A charge of \(+2.0 \mathrm{mC}\) is located at \(x=0, y=0\) and a charge of $-4.0 \mathrm{mC}\( is located at \)x=0, y=3.0 \mathrm{m} .$ What is the electric potential due to these charges at a point with coordinates $x=4.0 \mathrm{m}, y=0 ?$

Short answer

Answer: The electric potential at point (4, 0) due to these charges is -2.697 x 10^6 V.

Step-by-step solution

Find the distance between each charge and the required point

To find the distance between each charge and the required point, we can use the distance formula: \(r=\sqrt{(x_2-x_1)^2+(y_2-y_1)^2}\).

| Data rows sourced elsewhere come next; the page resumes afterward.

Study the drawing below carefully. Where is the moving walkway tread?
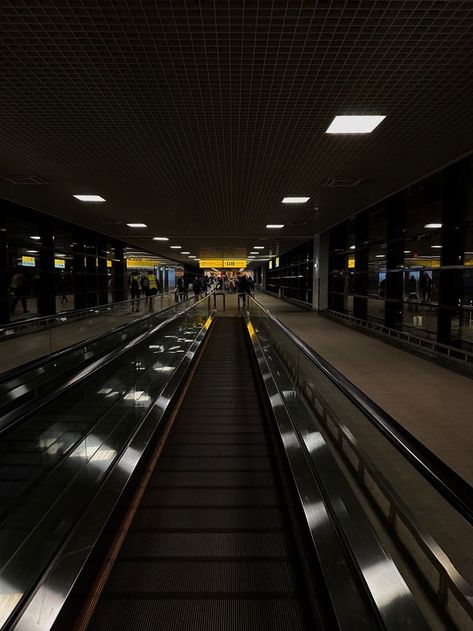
[88,317,314,631]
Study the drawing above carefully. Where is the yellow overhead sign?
[223,259,246,267]
[200,259,246,269]
[126,258,156,268]
[200,259,223,268]
[21,256,36,267]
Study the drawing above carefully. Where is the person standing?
[10,270,29,315]
[145,272,159,311]
[129,269,142,313]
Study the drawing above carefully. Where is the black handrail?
[0,296,207,433]
[252,298,473,525]
[0,292,193,383]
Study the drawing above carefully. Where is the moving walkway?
[0,300,471,630]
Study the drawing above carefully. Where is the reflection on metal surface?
[123,390,151,403]
[304,432,326,454]
[0,592,23,626]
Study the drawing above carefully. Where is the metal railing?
[0,291,181,342]
[325,309,473,367]
[247,299,473,619]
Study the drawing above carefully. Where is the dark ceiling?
[0,0,473,258]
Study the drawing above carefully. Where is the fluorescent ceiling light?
[72,195,105,202]
[325,116,386,134]
[282,197,310,204]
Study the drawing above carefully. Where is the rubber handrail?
[0,292,192,383]
[247,297,473,525]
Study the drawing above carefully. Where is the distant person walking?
[10,270,29,315]
[145,272,159,311]
[129,269,142,313]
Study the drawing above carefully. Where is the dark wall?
[328,156,473,349]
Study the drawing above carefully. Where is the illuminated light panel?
[282,197,310,204]
[72,195,106,202]
[325,116,386,134]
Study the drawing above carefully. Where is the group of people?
[129,270,159,311]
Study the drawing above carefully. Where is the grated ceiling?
[0,0,473,259]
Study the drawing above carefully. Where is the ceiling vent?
[0,175,46,186]
[323,177,363,188]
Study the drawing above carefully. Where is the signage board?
[200,259,246,269]
[21,256,36,267]
[126,258,156,269]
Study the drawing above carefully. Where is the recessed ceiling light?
[72,195,105,202]
[325,116,386,134]
[282,197,310,204]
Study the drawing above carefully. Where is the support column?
[353,213,369,320]
[328,224,347,313]
[0,210,10,323]
[72,239,87,309]
[113,245,126,302]
[437,160,469,344]
[85,250,98,307]
[384,191,407,329]
[312,232,329,311]
[38,225,56,316]
[96,237,108,305]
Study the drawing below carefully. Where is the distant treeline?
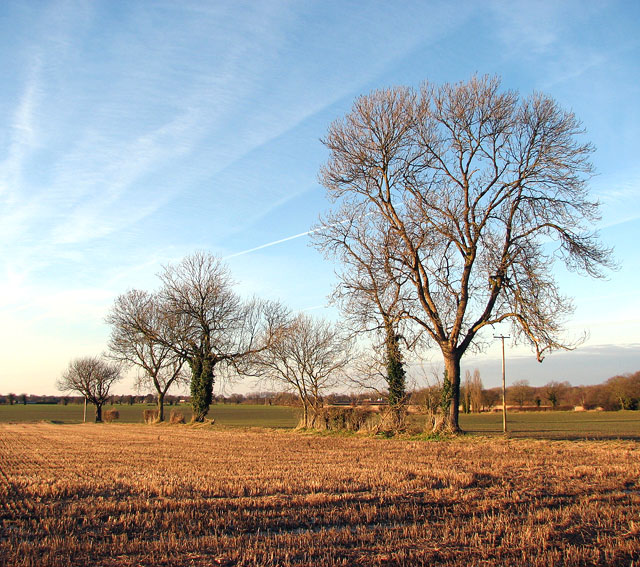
[0,371,640,412]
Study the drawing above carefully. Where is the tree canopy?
[317,77,612,430]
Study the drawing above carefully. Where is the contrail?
[222,213,358,260]
[222,227,324,260]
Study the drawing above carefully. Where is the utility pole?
[493,335,511,435]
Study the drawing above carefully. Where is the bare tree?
[317,77,611,431]
[56,356,122,423]
[315,213,420,429]
[544,380,571,409]
[252,313,351,428]
[158,252,282,421]
[106,290,188,421]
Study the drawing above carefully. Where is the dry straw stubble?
[0,424,640,566]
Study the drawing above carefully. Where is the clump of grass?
[142,410,160,424]
[169,410,186,424]
[102,409,120,423]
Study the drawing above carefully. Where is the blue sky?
[0,0,640,393]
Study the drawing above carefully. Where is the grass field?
[0,404,640,440]
[0,423,640,567]
[0,404,298,428]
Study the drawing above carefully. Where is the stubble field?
[0,423,640,566]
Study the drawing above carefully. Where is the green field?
[460,411,640,439]
[0,404,298,429]
[0,404,640,440]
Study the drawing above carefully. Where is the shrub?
[169,410,185,423]
[102,410,120,423]
[316,407,378,431]
[142,410,160,424]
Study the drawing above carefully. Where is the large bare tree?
[315,213,420,429]
[159,252,281,421]
[252,313,351,428]
[56,356,122,423]
[106,290,188,421]
[317,77,611,431]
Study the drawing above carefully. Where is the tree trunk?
[386,325,405,430]
[433,351,462,433]
[189,357,214,422]
[158,392,164,421]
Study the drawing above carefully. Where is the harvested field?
[0,424,640,566]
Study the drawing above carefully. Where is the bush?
[316,407,379,431]
[169,410,185,423]
[142,410,160,424]
[102,410,120,423]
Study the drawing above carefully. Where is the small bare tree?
[508,380,533,408]
[106,290,188,421]
[315,218,419,429]
[252,313,351,428]
[157,252,283,421]
[317,77,611,431]
[56,356,122,423]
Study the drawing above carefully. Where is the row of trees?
[58,252,352,427]
[61,77,613,431]
[507,372,640,410]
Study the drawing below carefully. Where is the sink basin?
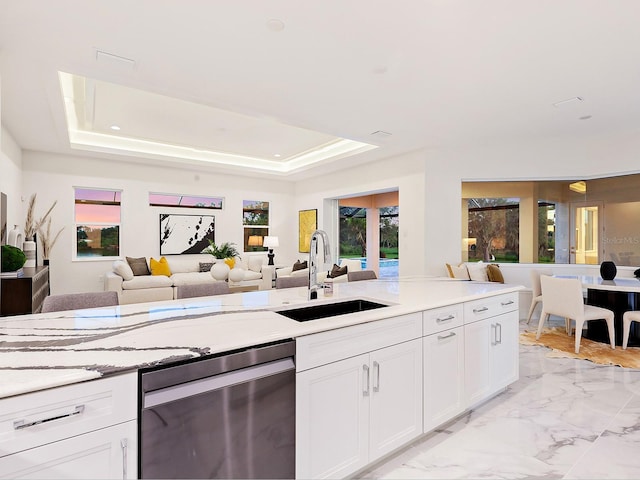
[276,299,388,322]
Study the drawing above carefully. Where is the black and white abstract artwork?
[160,213,215,255]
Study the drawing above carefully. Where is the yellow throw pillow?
[149,257,171,277]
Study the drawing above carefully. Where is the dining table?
[564,275,640,347]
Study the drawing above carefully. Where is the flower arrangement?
[202,240,240,259]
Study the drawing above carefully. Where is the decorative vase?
[22,240,36,267]
[600,261,618,280]
[211,260,231,280]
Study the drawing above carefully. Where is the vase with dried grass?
[38,218,64,265]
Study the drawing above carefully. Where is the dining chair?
[42,291,119,313]
[347,270,378,282]
[536,275,616,353]
[276,275,309,288]
[622,310,640,350]
[176,280,231,299]
[527,269,553,325]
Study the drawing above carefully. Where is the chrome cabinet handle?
[438,332,456,340]
[436,314,456,323]
[362,365,369,397]
[13,405,84,430]
[373,362,380,392]
[120,438,129,480]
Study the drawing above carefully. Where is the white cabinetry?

For charge \(Q_1\), the distance between the point \((4,0)\) and \((0,0)\) is: \(r_1=\sqrt{(4-0)^2+(0-0)^2} = 4\,\mathrm{m}\) For charge \(Q_2\), the distance between the point \((4,0)\) and \((0,3)\) is: \(r_2=\sqrt{(4-0)^2+(0-3)^2} = 5\,\mathrm{m}\)

Calculate the electric potential due to each charge

Using the electric potential formula \(V_k = \frac{kQ}{r}\) and the electrostatic constant \(k = 8.99\times10^9 \mathrm{N m^2 C^{-2}}\), we can find the electric potential due to each charge at the point \((4,0)\). For charge \(Q_1\): \(V_1 = \frac{(8.99\times10^9)(2.0\times10^{-3})}{4} = 4.495\times10^6\,\mathrm{V}\) For charge \(Q_2\): \(V_2 = \frac{(8.99\times10^9)(-4.0\times10^{-3})}{5} = -7.192\times10^6\,\mathrm{V}\)

Calculate the net electric potential at the required point

Using the principle of superposition, the net electric potential at the required point is the sum of the electric potentials due to both charges. \(V_\mathrm{net} = V_1 + V_2 = 4.495\times 10^6 - 7.192\times 10^6 = -2.697\times10^6\,\mathrm{V}\) The electric potential at point \((4, 0)\) due to these charges is \(-2.697\times10^6\,\mathrm{V}\).